For most patients with hemodynamically unstable PE, the following applies:
- For patients with refractory hypotension and without contraindications to thrombolysis, systemic thrombolytic therapy is suggested, followed by anticoagulation rather than anticoagulation alone. A similar approach is suggested for select patients whose course becomes complicated by hypotension during anticoagulation in whom the suspicion for recurrent PE despite anticoagulation is high.
- For those in whom thrombolysis is contraindicated, catheter or surgical embolectomy is suggested rather than observation. The choice between these options depends upon a variety of factors.
- The optimal therapy is unknown for those in whom systemic thrombolysis is unsuccessful. Options include repeat systemic thrombolysis, CDT, catheter or surgical embolectomy. The preference is for CDT. However, in many cases, the choice depends on available resources and local expertise.
Early ambulation is suggested rather than bed rest when feasible in patients with PE who are fully anticoagulated. Although IVC filters are not routinely used adjunctively in therapeutically anticoagulated patients, they are used in rare circumstances by some experts (e.g., those with poor cardiorespiratory reserve), although this strategy is largely unproven.
PE, left untreated, has a mortality of up to 30%, which is significantly reduced with anticoagulation. The highest risk occurs within the first seven days, with death most commonly due to shock. Prognostic models that incorporate clinical findings (e.g., Pulmonary Embolism Severity Index [PESI] and the simplified PESI [sPESI] or biochemical markers that indicate right ventricle strain (natriuretic peptides, troponin) can predict early death or, recurrence.
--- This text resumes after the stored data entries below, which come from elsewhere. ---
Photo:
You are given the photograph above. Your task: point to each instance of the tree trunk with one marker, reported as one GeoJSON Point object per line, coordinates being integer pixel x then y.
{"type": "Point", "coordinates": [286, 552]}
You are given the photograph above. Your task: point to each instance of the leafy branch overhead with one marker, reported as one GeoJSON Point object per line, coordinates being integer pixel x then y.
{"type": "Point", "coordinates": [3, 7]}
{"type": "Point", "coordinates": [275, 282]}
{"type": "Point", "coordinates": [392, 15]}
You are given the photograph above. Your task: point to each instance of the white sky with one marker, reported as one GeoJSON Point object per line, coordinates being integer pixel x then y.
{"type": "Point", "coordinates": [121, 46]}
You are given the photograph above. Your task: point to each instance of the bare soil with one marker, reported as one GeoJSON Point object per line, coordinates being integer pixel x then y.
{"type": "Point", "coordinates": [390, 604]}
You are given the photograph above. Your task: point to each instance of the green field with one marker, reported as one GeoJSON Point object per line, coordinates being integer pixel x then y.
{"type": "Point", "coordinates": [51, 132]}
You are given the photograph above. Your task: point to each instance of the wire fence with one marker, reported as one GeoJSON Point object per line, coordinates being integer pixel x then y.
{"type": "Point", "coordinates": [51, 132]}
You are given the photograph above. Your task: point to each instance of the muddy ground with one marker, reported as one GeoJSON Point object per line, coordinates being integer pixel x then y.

Patients treated with UFH or warfarin should be monitored for laboratory evidence of therapeutic efficacy. Patients should also be monitored for early (e.g., recurrence) and late (e.g., CTEPH) complications of PE, as well as for the complications of anticoagulation and other definitive therapies. In addition, patients should be investigated for the underlying cause of PE.
Inadequate anticoagulation is the most common reason for recurrent VTE while on therapy. The clinician should test for therapeutic levels of anticoagulants when relevant and consider additional etiologies of recurrence (e.g., suboptimal therapy, ongoing prothrombotic stimuli, and alternate diagnoses).
PE can be complicated by recurrent thrombosis, CTEPH, and death.